Relax better, EVERYDAY. Take time every day to do something you find
relaxing. Maybe it’s only 5 minutes on some days. So what? Take 5
minutes then. Do something you enjoy. If you feel guilty just
remind yourself that you can’t help other people when you are a wreck.
Imagine that you are on an airplane. You are strapping on your oxygen mask so
you can help others later. If someone is telling you that you SHOULD feel
guilty for taking time for yourself, you need to have an upfront conversation
with them about… shutting up. Ok I’m kidding. Sort of.
Be nicer than that. Or not. Your important relationships deserve your
full attention – recognize that you are included in that list. You
deserve your full attention also. If you have consistent guilt problems, check
out this article or talk to someone who can lead you out of your guilt cycle.
Exercise is good for the
mind. When it comes to mental health,
one of the cheapest and most effective things you can do is exercise. In
many demographics, research has shown that exercise is more effective at improving mood
than anti-depressants. Just do it for 10 minutes a day. Exercise
will also increase your energy and help combat insomnia.
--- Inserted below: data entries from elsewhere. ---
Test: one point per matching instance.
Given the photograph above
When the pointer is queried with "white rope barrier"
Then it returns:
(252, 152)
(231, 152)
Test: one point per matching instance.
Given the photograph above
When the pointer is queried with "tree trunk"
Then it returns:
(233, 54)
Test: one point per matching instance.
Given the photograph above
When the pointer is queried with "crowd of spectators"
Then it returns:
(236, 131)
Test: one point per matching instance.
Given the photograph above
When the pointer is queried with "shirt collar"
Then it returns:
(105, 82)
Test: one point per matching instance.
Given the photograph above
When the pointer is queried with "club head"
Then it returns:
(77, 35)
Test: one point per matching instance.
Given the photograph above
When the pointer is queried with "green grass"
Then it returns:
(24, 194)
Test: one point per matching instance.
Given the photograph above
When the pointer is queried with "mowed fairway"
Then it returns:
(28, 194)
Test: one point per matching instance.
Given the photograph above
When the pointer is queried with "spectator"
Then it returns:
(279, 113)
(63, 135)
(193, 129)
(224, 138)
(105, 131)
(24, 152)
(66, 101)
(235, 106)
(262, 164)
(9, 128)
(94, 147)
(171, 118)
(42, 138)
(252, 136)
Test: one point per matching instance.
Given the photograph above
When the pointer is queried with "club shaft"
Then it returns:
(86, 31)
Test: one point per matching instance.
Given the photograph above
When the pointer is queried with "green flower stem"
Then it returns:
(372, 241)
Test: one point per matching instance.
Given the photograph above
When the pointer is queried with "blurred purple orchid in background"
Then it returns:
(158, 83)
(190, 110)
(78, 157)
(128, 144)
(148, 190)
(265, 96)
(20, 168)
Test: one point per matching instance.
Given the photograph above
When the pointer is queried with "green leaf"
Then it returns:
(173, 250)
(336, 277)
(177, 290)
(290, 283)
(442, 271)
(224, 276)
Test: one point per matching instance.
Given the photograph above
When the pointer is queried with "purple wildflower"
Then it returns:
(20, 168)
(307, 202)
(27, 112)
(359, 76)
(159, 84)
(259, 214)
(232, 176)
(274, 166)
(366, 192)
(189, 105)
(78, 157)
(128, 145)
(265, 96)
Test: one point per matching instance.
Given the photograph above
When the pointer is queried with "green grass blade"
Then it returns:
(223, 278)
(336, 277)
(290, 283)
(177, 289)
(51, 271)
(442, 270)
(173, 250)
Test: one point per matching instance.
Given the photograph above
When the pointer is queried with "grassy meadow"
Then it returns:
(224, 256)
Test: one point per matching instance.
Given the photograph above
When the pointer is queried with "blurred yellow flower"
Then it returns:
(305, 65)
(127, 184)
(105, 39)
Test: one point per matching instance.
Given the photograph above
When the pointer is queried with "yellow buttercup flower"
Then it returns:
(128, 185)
Exercise is more
about consistency than intensity, so don’t worry if you are not running
marathons. Just start doing SOMETHING. Most people find exercise is
easier to do if you do it in the morning before life gets crazy.
Stop eating junk. When your blood sugar is all over the place, it can
mess up your moods and wear you down. Eat better foods and try to get a
lean protein every 3-4 hours. This will help level out the swings in blood sugar and make it
easier for you to handle stress.
Set lower goals. Yeah, I said it. All the self-help gurus and people
who make money by bossing other people around can shut their traps. Stop
reviewing everything that needs to be done each day. Set a minimum and
when you meet that line, you have succeeded even if you get nothing else
done. Here’s a good minimum – Go to work, complete 1 load of laundry and
15 minutes of exercise. Or… Cook Dinner, do 1 load of dishes and 15
minutes of cycling. Doing a couple of things consistently every day
will make a much bigger difference than burning yourself out trying to do
everything. What good will a perfectly clean house be if you don’t get to
enjoy it because you are wearing a straitjacket in a padded room?
Be more Zen. Stop half doing things. Have you ever
pushed through 6 loads of laundry only to run out of energy before putting away
the Mount Everest of clean clothes? Do 1 load of laundry and don’t start
another until that load is put away. If you are cooking, don’t think
about anything but cooking. Notice everything you can about the
experience of chopping those vegetables. When you are doing a chore you hate
(matching socks!) use it to practice accepting things you can’t change.
Practice being okay with it. It all sounds a little silly, but you are
trying to teach your mind to take a break from its incessant whining and
worrying. It is just as important to rest your mind as it is to rest your body.
Conclusion: There are lots of ways to deal with stress. The worst way is to drown yourself in distractions, bad habits or worrying. Choose two of the above things and do it for two weeks. If it doesn't make a difference, I have a money back guarantee.